Portfolio Management

Written by Jessica Duquette
Bookmark and Share

Staying on Track

Whether or not you meet with your financial advisor on a regular basis, it's a good idea to have someone look over your portfolio every six months. These frequent reviews will help you stay on track toward your goals. In addition it will help you reevaluate and change your current investments.

Portfolio management is a key factor in successful money management. Without it, you may be missing out on trends in the trading industry or new and innovative ways to increase your profit. Experienced advisors encourage their clients to check in regularly in order to guarantee satisfaction with their investments.

As a young investor, you may have put most of your money in the stock market. Throughout the years, your portfolio management meetings have subtly changed your investments from mostly stocks, to a nice diversified and allocated portfolio. As a result, by the time your kids have grown your portfolio will have a mix of risky stocks and stable, income producing bonds.

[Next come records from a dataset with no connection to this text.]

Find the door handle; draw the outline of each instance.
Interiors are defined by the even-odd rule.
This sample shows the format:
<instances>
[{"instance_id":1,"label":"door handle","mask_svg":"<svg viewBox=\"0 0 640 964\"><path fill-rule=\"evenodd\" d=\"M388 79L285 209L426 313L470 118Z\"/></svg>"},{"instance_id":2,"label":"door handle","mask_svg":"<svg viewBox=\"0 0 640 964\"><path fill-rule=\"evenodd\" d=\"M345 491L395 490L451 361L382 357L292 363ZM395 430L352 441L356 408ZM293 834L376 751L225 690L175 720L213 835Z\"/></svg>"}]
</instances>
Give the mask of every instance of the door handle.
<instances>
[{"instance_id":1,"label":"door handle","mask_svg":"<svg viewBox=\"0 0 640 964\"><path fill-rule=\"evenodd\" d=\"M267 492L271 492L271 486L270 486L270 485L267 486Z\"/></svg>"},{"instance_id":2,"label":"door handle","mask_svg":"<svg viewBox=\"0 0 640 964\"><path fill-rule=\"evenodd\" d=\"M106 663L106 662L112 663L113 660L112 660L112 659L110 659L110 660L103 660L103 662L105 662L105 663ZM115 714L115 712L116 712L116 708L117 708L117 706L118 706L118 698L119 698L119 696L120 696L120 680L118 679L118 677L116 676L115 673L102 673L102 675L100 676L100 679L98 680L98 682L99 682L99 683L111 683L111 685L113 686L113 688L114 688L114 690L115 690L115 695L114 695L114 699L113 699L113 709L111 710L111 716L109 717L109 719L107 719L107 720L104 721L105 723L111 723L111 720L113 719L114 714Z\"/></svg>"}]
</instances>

Investing Your Time and Money

Selecting a financial advisor is not only a monetary investment, but it's also an investment of your time. One of the worst things you can do is to only meet with an advisor once. After you take the initial advice and invest a good chunk of your savings in stocks, bonds or mutual funds you need to keep a close eye on how your investments are doing. Without frequent portfolio management meetings, it's likely your investments will dissipate.